An overview of topconfects

Paul Harrison

2019-05-02

TOP results by CONfident efFECT Size. Topconfects is an R package intended for RNA-seq or microarray Differntial Expression analysis and similar, where we are interested in placing confidence bounds on many effect sizes—one per gene—from few samples, and ranking genes by these confident effect sizes.

Topconfects builds on TREAT p-values offered by the limma and edgeR packages, or the “greaterAbs” test p-values offered by DESeq2. It tries a range of fold changes, and uses this to rank genes by effect size while maintaining a given FDR. This also produces confidence bounds on the fold changes, with adjustment for multiple testing.

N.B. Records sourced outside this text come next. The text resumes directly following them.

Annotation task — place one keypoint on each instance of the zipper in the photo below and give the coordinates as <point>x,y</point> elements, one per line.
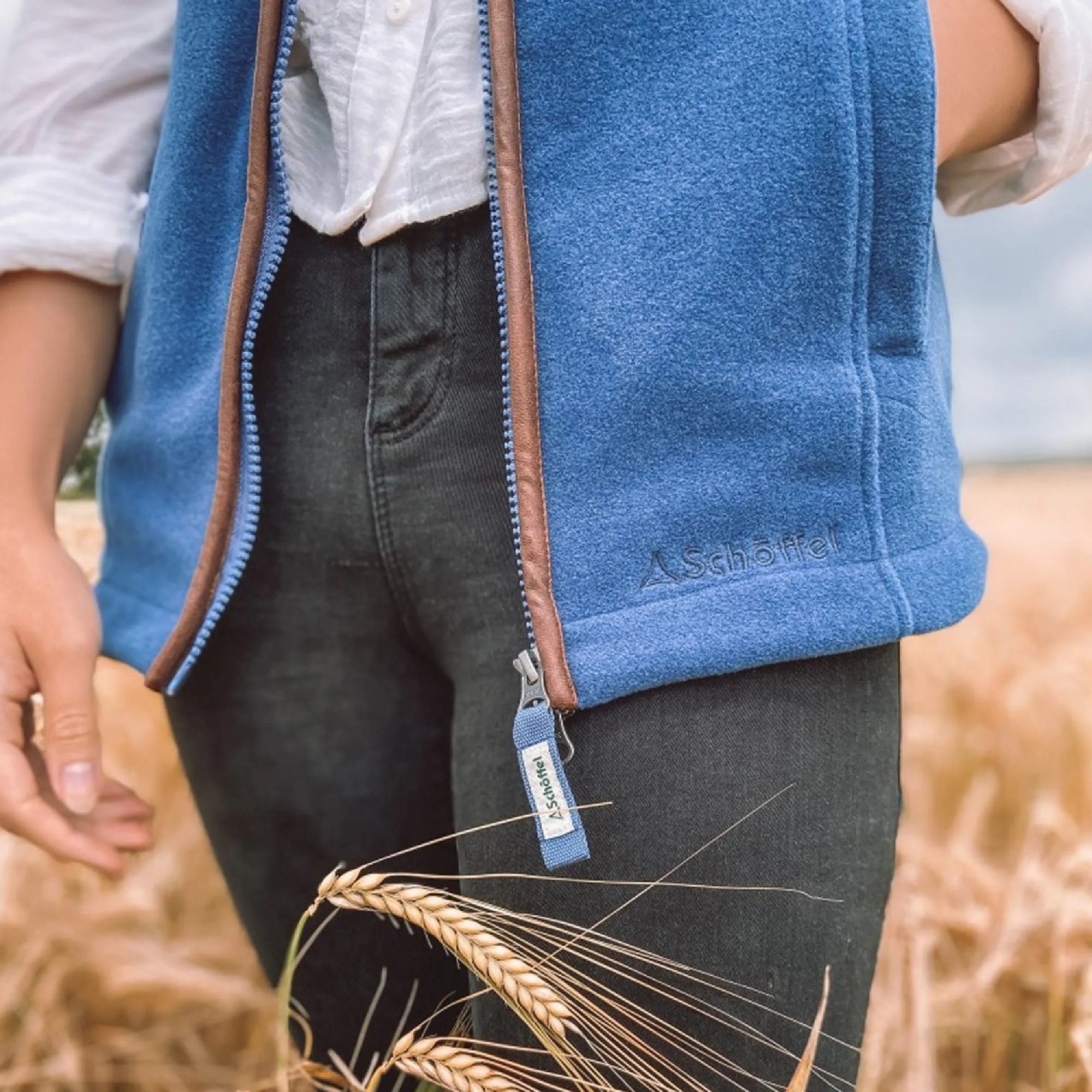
<point>538,722</point>
<point>562,838</point>
<point>275,240</point>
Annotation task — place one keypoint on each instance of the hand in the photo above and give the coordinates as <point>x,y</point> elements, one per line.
<point>56,797</point>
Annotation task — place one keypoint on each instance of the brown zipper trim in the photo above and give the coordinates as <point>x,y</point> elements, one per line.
<point>225,493</point>
<point>524,366</point>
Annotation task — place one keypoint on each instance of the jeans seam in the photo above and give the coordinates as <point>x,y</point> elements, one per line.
<point>388,554</point>
<point>438,396</point>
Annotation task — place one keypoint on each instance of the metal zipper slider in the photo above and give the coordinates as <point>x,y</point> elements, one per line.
<point>561,832</point>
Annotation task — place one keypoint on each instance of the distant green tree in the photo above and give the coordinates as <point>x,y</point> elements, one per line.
<point>82,478</point>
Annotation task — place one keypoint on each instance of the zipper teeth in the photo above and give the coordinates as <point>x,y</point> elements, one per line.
<point>498,263</point>
<point>251,482</point>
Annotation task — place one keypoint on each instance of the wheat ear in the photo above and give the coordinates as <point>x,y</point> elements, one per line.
<point>452,1067</point>
<point>461,934</point>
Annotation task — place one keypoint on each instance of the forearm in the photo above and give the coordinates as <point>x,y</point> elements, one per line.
<point>57,338</point>
<point>988,76</point>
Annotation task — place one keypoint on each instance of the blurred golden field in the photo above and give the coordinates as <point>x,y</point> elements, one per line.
<point>986,980</point>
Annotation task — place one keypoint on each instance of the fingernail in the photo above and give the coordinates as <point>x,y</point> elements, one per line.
<point>78,788</point>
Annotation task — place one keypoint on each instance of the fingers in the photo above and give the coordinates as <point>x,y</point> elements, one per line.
<point>27,814</point>
<point>120,820</point>
<point>74,754</point>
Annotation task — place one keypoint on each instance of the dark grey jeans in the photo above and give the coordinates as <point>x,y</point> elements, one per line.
<point>358,697</point>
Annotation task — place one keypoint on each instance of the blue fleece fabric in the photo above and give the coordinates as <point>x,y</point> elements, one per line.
<point>160,465</point>
<point>742,334</point>
<point>741,322</point>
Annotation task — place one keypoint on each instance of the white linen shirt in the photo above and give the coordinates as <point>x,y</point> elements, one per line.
<point>384,123</point>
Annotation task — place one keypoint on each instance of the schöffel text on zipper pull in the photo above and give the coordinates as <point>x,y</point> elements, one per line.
<point>561,833</point>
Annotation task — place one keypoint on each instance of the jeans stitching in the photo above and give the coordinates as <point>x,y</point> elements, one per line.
<point>438,396</point>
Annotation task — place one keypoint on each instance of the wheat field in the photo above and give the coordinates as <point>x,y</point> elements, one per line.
<point>986,979</point>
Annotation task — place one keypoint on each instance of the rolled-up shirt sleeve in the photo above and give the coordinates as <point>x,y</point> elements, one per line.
<point>82,89</point>
<point>1061,144</point>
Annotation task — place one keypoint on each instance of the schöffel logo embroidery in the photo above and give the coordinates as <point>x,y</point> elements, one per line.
<point>797,548</point>
<point>543,780</point>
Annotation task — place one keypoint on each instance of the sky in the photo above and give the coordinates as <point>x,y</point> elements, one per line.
<point>1020,292</point>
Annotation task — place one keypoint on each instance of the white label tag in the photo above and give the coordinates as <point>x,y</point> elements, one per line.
<point>545,791</point>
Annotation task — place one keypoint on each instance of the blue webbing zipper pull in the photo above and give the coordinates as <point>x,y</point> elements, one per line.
<point>561,833</point>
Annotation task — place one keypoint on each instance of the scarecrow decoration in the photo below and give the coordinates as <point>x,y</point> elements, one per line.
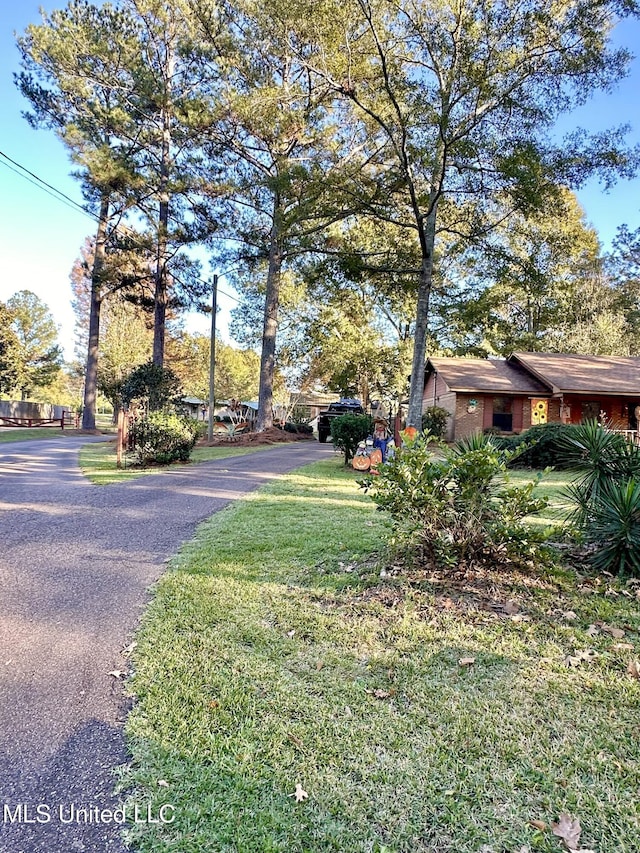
<point>375,449</point>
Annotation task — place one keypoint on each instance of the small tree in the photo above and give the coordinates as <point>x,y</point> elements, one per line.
<point>154,386</point>
<point>347,431</point>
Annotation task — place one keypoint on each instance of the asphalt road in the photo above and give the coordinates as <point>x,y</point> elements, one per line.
<point>76,563</point>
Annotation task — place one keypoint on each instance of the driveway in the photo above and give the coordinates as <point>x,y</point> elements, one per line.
<point>76,563</point>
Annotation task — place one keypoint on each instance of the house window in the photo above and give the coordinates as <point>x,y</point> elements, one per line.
<point>590,410</point>
<point>502,413</point>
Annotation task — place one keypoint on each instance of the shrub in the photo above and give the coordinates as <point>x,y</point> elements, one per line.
<point>607,496</point>
<point>347,431</point>
<point>434,421</point>
<point>457,507</point>
<point>152,386</point>
<point>162,438</point>
<point>613,524</point>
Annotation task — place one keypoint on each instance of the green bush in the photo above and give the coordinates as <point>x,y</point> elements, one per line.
<point>613,524</point>
<point>347,431</point>
<point>162,438</point>
<point>607,496</point>
<point>152,386</point>
<point>434,421</point>
<point>458,506</point>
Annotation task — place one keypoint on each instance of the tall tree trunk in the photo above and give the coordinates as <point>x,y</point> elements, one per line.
<point>416,391</point>
<point>270,328</point>
<point>91,372</point>
<point>161,284</point>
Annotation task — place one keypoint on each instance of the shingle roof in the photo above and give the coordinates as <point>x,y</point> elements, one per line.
<point>582,374</point>
<point>486,375</point>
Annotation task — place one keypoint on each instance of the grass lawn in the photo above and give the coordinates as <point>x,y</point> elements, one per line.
<point>8,434</point>
<point>550,487</point>
<point>98,461</point>
<point>274,655</point>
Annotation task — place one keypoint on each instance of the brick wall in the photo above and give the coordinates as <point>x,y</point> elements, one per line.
<point>468,423</point>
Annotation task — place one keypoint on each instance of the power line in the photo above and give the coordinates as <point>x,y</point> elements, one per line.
<point>58,195</point>
<point>32,178</point>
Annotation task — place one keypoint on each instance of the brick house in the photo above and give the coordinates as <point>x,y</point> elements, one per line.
<point>528,388</point>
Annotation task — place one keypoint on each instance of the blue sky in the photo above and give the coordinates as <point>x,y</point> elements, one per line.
<point>40,237</point>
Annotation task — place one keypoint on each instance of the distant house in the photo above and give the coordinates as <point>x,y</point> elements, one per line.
<point>528,388</point>
<point>195,407</point>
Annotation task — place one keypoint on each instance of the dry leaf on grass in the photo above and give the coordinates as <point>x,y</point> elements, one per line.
<point>634,669</point>
<point>580,656</point>
<point>616,633</point>
<point>379,693</point>
<point>569,830</point>
<point>300,794</point>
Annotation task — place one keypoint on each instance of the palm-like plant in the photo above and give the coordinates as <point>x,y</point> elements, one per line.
<point>607,496</point>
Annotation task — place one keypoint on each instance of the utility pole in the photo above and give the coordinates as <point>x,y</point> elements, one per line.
<point>212,360</point>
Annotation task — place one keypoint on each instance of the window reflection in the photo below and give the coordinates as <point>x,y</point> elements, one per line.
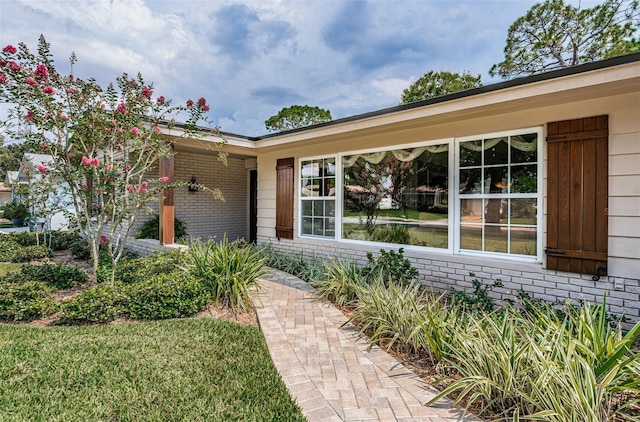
<point>398,196</point>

A principled way to avoid using p-values as a proxy for effect size. The difference between a p-value of 1e-6 and 1e-9 has no practical meaning in terms of significance, however tiny p-values are often used as a proxy for effect size. This is a misuse, as they might simply reflect greater quality of evidence (for example RNA-seq average read count or microarray average spot intensity). It is better to reject a broader set of hypotheses, while maintaining a sensible significance level.
No need to guess the best fold change cutoff. TREAT requires a fold change cutoff to be specified. Topconfects instead asks you specify a False Discovery Rate appropriate to your purpose. You can then read down the resulting ranked list of genes as far as you wish. The “confect” value given in the last row that you use is the fold change cutoff required for TREAT to produce that set of genes at the given FDR.

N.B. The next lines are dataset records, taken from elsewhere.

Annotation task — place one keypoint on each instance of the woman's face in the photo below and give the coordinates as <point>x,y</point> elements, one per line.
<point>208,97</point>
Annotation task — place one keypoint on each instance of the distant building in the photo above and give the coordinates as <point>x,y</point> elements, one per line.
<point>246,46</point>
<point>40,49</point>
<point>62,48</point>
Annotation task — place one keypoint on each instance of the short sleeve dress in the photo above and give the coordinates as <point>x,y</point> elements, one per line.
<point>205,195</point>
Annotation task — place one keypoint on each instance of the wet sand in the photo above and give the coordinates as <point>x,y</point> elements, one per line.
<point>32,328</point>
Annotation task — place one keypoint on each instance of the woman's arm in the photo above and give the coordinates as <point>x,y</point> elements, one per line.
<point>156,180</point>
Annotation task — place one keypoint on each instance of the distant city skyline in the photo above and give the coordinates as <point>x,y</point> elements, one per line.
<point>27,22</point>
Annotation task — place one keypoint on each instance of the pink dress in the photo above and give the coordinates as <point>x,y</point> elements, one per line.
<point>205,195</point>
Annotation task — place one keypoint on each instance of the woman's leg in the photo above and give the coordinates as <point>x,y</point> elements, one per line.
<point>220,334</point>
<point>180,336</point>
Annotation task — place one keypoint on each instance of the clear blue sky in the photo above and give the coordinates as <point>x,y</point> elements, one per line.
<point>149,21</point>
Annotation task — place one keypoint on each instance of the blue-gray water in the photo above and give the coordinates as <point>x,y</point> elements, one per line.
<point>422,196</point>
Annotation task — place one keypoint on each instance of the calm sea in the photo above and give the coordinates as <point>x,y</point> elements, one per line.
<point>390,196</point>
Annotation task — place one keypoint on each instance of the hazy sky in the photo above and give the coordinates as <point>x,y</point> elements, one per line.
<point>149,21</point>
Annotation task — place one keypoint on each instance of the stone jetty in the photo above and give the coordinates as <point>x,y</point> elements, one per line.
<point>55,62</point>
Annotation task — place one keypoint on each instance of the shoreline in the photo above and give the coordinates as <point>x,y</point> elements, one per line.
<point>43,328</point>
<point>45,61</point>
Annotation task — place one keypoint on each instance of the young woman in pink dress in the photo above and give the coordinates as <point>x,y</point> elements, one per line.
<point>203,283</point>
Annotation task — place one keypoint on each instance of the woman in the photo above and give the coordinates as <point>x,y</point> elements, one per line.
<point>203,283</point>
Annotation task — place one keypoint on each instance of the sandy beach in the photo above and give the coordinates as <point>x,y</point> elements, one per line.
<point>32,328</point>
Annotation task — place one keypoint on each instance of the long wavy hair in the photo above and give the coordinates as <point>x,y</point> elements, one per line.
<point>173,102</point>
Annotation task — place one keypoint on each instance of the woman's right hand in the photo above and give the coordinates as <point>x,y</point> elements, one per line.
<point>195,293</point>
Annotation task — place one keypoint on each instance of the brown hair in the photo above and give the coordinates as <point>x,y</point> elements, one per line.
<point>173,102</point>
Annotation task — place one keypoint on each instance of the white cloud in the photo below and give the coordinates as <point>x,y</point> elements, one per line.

The method is described in:

Harrison PF, Pattison AD, Powell DR, Beilharz TH. 2018. Topconfects: a package for confident effect sizes in differential expression analysis provides improved usability ranking genes of interest. bioRxiv. doi:10.1101/343145

If you want to find top confident differentially expressed genes

Use limma_confects, edger_confects, or deseq2_confects as an alternative final step in your limma, edgeR, or DESeq2 analysis. The limma method is currently much faster than other methods.

For examples, see the vignette “Confident fold change”.

If you have a collection of effect sizes with standard errors

If you have a collection of effect sizes of some sort, with associated standard errors, and possibly associated degrees of freedom, use normal_confects. Errors are assumed to be normally distributed, or t-distributed if degrees of freedom are given.

This is a re-implementation of limma’s TREAT method, which is then supplied to nest_confects (described next). (Alternatively, if the effect sizes are all positive, there is an option to use a one-sided t-test as the underlying hypothesis test.)

If you can calculate p-values for a collection of interval hypotheses

The core algorithm of topconfects is implemented in the function nest_confects. You may supply any function that can calculate p-values for the null hypothesis that an effect size is no more than a specified amount. Testing is performed for n items, and the function should be able to perform this calculation for a subset of these n items and a given amount.

Visualizing results

Use confects_plot to plot confident effect sizes of top genes. The estimated effect size (eg log fold change) is shown as a dot, and the confidence bound is shown as a line.

Use confects_plot_me to gain a global overview. Similar to an MD or MA plot, the x axis is average expression. The y axis is effect size. Estimated effect sizes are shown in grey and confident effect sizes in black (ie a gene with a non-NA confident effect size is shown with both a grey and black dot).

Use rank_rank_plot to compare two rankings.

For examples, see the vignette “Confident fold change”.